We are not dangerous rabblerousers or nagging professional agitators. Our actions grow out of a deep seated con Our actions grow out of deep seated concern for the moral heath of our community. We have not been motivated by some foreign ideology—communistic or any other. We did it because of our love for America, our southland and our white brothers.

And sir I know you have a legal obligation facing you at this hour. This judicial obligation may cause you to bound us over to another court rather than dismiss the charge. But sir I must say that I have a moral obligation facing me at this hour. This divine imperative drive me to say that if you find it necessary to set a bond, I cannot in all good conscience have anyone go my bail. I will coose jail rather than bail, even if it takes re means remaining in jail a year or even ten years.

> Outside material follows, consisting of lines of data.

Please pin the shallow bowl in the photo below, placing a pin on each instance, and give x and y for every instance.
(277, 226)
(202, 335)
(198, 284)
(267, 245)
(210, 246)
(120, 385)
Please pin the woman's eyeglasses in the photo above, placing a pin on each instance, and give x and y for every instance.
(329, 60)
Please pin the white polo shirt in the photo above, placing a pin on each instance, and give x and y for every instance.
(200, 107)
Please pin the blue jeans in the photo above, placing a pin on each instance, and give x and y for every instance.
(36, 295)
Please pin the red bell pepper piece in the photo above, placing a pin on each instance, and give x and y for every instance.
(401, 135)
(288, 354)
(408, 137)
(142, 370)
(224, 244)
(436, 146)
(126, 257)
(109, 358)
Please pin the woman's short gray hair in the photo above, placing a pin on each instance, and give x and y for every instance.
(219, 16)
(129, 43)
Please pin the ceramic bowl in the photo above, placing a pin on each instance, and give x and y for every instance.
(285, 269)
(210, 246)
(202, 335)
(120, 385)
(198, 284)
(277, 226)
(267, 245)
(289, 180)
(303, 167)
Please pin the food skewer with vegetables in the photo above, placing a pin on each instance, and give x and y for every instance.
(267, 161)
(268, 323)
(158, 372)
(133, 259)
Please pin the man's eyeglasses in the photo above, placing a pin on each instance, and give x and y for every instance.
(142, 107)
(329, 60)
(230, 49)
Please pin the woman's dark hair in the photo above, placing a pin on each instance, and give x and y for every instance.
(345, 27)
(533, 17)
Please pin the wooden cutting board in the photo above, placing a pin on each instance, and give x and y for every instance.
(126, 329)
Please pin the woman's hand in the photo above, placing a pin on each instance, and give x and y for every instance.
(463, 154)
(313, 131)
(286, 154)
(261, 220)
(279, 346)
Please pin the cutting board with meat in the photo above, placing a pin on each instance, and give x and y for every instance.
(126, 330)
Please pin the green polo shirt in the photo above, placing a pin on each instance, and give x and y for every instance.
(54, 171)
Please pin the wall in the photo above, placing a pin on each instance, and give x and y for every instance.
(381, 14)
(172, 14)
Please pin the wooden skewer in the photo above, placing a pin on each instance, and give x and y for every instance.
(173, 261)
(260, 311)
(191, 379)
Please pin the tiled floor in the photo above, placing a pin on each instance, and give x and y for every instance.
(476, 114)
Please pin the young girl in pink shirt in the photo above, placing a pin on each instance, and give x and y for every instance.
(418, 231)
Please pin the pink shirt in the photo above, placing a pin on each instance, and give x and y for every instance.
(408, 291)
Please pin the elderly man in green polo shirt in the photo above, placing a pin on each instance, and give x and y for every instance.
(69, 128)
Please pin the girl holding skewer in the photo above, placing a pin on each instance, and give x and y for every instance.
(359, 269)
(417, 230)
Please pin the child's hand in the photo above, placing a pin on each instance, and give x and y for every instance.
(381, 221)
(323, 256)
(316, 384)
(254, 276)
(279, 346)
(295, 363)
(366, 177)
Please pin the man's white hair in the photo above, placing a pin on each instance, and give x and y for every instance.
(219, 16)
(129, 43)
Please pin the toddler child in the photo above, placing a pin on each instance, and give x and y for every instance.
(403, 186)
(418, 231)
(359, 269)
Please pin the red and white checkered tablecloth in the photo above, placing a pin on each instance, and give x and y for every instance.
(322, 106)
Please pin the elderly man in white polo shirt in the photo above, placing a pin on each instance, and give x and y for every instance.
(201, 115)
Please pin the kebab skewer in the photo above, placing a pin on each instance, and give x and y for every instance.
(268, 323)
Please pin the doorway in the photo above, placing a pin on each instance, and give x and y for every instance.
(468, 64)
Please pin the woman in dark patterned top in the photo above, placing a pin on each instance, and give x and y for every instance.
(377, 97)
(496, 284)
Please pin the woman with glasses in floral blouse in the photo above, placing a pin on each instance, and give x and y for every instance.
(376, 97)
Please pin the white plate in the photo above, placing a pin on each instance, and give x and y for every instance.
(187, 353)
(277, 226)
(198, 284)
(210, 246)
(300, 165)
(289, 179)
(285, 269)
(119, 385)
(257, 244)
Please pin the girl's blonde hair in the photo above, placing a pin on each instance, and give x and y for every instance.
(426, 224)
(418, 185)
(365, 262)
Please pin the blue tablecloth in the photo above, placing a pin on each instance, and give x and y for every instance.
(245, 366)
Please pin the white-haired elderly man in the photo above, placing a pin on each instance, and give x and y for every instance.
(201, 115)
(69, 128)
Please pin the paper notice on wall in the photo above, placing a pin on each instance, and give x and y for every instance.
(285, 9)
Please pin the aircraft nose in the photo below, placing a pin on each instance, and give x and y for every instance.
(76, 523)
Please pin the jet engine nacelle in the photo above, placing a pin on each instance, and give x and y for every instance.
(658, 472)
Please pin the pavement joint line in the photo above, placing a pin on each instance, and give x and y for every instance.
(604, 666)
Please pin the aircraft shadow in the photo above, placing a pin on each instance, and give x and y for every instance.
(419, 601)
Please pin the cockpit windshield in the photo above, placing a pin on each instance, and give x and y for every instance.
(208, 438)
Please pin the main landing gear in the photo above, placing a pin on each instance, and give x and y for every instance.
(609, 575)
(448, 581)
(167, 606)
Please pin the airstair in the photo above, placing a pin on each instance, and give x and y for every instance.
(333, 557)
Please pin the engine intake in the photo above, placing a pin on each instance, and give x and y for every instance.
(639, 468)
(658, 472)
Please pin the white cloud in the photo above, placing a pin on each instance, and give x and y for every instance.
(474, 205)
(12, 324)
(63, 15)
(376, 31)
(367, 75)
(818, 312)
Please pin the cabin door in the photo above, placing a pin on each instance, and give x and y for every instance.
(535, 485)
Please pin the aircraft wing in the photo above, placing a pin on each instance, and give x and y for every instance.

Mayby it will take this type of self suffering on the part of numerous Negroes to finally expose the moral defenses of the our white brother who happen to be misguided and therby awaken the doazing conscience of our community.5

1. Although reporters credited King with igniting the protest, he maintained that “the students asked me to come” (“More Sitdowns Rumored Today,” Atlanta Journal, 20 October 1960).

2. Demonstrations took place at seven other Atlanta department and variety stores, but arrests occurred only at Rich’s.

3. King and the students were charged under a new state anti-trespassing law (Bruce Galphin and Keeler McCartney, “King, 51 Others Arrested Here in New Sit-In Push,” Atlanta Constitution, 20 October 1960).

4. The notebook may have belonged to a student jailed with King. A handwritten title, “Great Issues,’’ was on its cover and inside was a page of notes dated 3 October 1960. Atlanta’s Morris Brown College offered a course called Great Issues, which was mandatory for students in their senior year (Morris Brown College Catalog, 1960-1961).

5. According to the Chicago Defender King told the judge: ”I cannot in all good conscience accept bail . . . I will stay in jail a year if necessary. It is our sincere hope that the acceptance of suffering on our part will serve to awaken the dozing consciousness of our community (“King Opens New Integration Fight,” Chicago Defender, 22-28 October 1960). In a 19 October telegram, SCLC public relations director James Wood alerted J. Oscar Lee of the National Council of Churches to King’s arrest and included portions of King’s courthouse statement: “We do not seek publicity. We do not seek to disturb the city. We come in humility, in search of the same treatment accorded other patrons. I love my white brother. I cannot in good conscience accept bond or bail. I will stay in jail as long as is necessary.” A similar wire was sent to Roy Wilkins (Wood to Wilkins, 19 October 1960).